I would really, really like to see this app succeed more than it has. My goal with KeepScore was to create the end-all be-all best score keeper for Android, and in a sense I’ve failed simply because the app still doesn’t have much visibility in the Android Market. As I mentioned above, it doesn’t even come up in the top 10 in searches for “score” or “score keeper,” meaning that most users will probably never find it, and instead settle for an inferior app. I’m not sure what to do, though, other than wait for it to gain more downloads and ratings. I have no control over Google’s search rankings.

So that concludes my app-by-app report. But because it’s a lot of data to take in individually, I also created some charts comparing all the apps side by side:

Total downloads and active users

Total downloads and active users

This chart shows the total number of downloads and active users (as of today) per app. Obviously Pokédroid is an order of magnitude more popular than my other apps, so I also created a log-based version of the same chart:

Total downloads and active users (log)

Total downloads and active users (log)

Here it’s a little easier to compare the non-Pokédroid apps. Chord Reader, CatLog, and Japanese Name Converter are all reasonably successful, whereas Offline Browser and App Tracker are less so. With KeepScore and My Personality Type, it’s difficult to compare, because they’ve spent much less time on the Market than the others. So I also went ahead and created a chart showing the total number of downloads and active users divided by the approximate number of days spent in the Market:

Downloads and active users per day spent in Market

Here it’s easier to see which apps were more popular on a day-to-day basis. The most surprising finding is that My Personality Type apparently had more potential than I thought. Even though it was only on the Market for one week, it looks like it could have been as popular as Pokédroid if it hadn’t been taken down. (Funny that my most successful apps are also the ones that get targeted for copyright infringement! Take note, kids: you walk a fine line when you reuse other people’s content.)

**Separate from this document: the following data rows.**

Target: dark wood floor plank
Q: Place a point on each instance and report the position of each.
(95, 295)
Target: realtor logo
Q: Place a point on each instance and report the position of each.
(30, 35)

And here’s the same graph with a log-based y-axis:

Downloads and active users per day spent in Market (log)

So there you have it. Of the apps I still have on the Market, Chord Reader, Japanese Name Converter, and CatLog are the most popular. Offline Browser and KeepScore take up the second tier, whereas App Tracker is an unmitigated failure. (I couldn’t even show App Tracker’s active users per day on this chart, because the value was less than 1, meaning the log value actually went negative.)

I wish I could say there was a way to know in advance whether an app is going to be a hit or a miss, but I think the Android Market is just too unpredictable for that. You really can’t know how popular an app is going to be until you put it out there. For me, though, this is the excitement of app development. More so than with any other kind of software development, you get immediate confirmation of whether or not people find your app useful. So if nothing else, it’s fun to throw darts at the board and see what sticks.